Girls at Yale in the 1960s

I recently met a spell binding story teller.  An entire table, fell under his spell, like children at story time.  

One of his stories was about women at Yale when he was an undergraduate there in the 1960s or the 70s.

Many of these women, he said, knew the character they resembled from high fiction or art.  What’s more, they did everything they could to heighten the similarity.

If you looked like someone out of Austen or Bronte, at Yale, you walked it, talked it and coiffed it.

If you looked like someone painted by the pre-raphaelite brotherhood, this too was a similarity to be heightened, an advantage to be taken advantage of.

Forty years later, it’s hard to imagine that this still happens on university campuses.  These days inspiration is more likely to come from Kanye West lyrics (surely the only place where "blond dyke" and "Klondike" are made to rhyme.)

These days, if we are lucky enough to resemble a Hollywood celebrity, well, this is a piece of good fortune too considerable to pass up.   I remember seeing Toronto fill with David Bowie lookalikes when he was in town for a concert.  I couldn’t tell whether these people always sought to show the resemblance or were doing so just for the evening.  Pretty remarkable, either way.  In our culture, we are jealous of our uniqueness.  Only extraordinary admiration (or advantage) can move us to imitation.

But this is only sometimes slavish imitation or an act of deference.  It’s fun to quote celebrities with fleeting moments of comparison, as when we say "bag" the way Kristen Wiig does in her SNL "checkout lady" skit.  My wife does an excellent imitation of Jennifer Coolidge.  ("Thank goodness for the model trains.  It’s where they got the idea for the big trains!")

So what’s the difference between imitating a Jane Austen character or Kanye West?  I think imitating pop culture celebrity is actually more fun and more interesting.  More is left to our creative endeavor.  I mean, we arewearing a Jane Austin or Emily Bronte character.  And we are obliged to wear it all the time.  It is fully formed and we are punished, not rewarded, for departure.  We are it.  It is never us.  There is no cocreation here.

Quoting celebrities is playful, various, optional.  And we can draw on any number of celebrities over the course of the day. Actually, we are not looking for similarity (and certainly not for identity).  We are looking dramatic, transformational resources we can use for our own purposes.

Boldly stated, this is the difference I think between high culture and low culture, and it’s the reason we have moved so relentlessly from one and the other.

And that’s the challenge for social critics.  The traditional approach in an essay of this kind is to shake our heads in disapproval.  What a good thing it must have been to see all those Austen and Bronte girls at Yale!  And surely it’s a very bad thing indeed that we are moving from high fiction to the vulgar, democratic arts of Hollywood and popular music.
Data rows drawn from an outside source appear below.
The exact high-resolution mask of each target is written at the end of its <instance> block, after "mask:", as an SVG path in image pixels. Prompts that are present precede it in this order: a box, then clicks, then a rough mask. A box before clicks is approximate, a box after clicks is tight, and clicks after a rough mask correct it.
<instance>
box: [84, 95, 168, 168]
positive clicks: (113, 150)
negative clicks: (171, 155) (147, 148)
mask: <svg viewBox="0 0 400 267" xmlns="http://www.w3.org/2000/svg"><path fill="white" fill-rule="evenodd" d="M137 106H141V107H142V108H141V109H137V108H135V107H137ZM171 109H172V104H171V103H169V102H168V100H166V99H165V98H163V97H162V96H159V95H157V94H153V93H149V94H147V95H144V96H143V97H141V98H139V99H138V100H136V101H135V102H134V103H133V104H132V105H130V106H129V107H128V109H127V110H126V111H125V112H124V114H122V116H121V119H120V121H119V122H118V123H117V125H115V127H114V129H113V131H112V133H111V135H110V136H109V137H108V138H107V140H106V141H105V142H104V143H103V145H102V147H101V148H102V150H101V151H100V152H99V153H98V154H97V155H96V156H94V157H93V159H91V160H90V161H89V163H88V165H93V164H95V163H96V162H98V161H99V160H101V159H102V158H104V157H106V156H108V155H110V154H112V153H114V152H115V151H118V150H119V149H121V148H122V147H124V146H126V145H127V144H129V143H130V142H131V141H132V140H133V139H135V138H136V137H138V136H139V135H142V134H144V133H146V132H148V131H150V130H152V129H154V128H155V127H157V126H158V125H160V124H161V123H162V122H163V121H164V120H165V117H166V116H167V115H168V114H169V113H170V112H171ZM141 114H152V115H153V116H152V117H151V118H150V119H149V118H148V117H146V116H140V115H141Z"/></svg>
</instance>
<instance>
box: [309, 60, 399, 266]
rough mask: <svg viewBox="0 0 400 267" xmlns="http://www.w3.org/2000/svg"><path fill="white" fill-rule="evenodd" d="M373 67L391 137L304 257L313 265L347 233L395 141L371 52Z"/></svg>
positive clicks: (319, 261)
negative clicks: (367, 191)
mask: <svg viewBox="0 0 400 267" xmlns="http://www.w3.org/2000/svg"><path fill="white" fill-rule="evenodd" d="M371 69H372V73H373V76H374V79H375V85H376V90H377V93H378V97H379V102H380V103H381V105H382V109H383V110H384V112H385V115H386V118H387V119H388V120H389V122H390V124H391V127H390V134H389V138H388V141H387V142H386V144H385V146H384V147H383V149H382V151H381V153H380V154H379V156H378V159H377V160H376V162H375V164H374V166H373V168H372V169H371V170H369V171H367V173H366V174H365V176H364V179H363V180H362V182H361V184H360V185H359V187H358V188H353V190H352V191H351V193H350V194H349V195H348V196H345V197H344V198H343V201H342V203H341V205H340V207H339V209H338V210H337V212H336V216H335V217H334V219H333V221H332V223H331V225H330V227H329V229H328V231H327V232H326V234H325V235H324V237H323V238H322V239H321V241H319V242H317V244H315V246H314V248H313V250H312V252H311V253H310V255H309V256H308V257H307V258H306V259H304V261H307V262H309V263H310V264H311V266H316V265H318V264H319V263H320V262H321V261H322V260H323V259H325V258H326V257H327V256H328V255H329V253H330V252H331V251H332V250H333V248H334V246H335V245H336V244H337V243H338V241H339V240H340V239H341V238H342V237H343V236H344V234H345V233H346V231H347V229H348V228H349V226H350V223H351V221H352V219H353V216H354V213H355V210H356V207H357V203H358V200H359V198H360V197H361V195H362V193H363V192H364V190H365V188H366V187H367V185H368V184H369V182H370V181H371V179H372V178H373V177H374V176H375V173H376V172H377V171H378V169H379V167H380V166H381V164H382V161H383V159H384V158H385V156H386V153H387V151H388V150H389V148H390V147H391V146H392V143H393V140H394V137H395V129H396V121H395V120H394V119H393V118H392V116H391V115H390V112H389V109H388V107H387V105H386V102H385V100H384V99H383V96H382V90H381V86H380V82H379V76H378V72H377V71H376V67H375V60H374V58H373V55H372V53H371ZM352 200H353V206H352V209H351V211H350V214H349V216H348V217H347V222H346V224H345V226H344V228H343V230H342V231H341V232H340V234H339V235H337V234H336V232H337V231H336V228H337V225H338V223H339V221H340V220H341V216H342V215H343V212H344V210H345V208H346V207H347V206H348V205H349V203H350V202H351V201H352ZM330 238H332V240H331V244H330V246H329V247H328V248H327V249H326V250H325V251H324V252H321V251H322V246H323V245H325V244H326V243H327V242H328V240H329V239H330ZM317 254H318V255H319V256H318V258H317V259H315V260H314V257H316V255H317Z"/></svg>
But this gets it, I believe, precisely wrong.  Low culture, as some insisted on calling it, is more flexible, accommodating, and creative.  It gives us a grammar instead of a language.  It gives us form that gives freedom, not a form we must con-form to.

Post script

This post filed at 31,000 feet, courtesy of Gogo and Virgin America.  The latter has been a really charming experience. The music doesn’t suck.  There are two celebrities on board. The movies leave something to be desired but hey I’m blogging.  And I have internet access. The post was written over Ohio, Indiana, and Illinois.

References

McCracken, Grant.  2005.  Transformations: identity construction in contemporary culture. Bloomington : Indiana University Press.

Note: This post originally lost in the Network Solutions debacle of the 2009.  It was reposted December 25, 2010.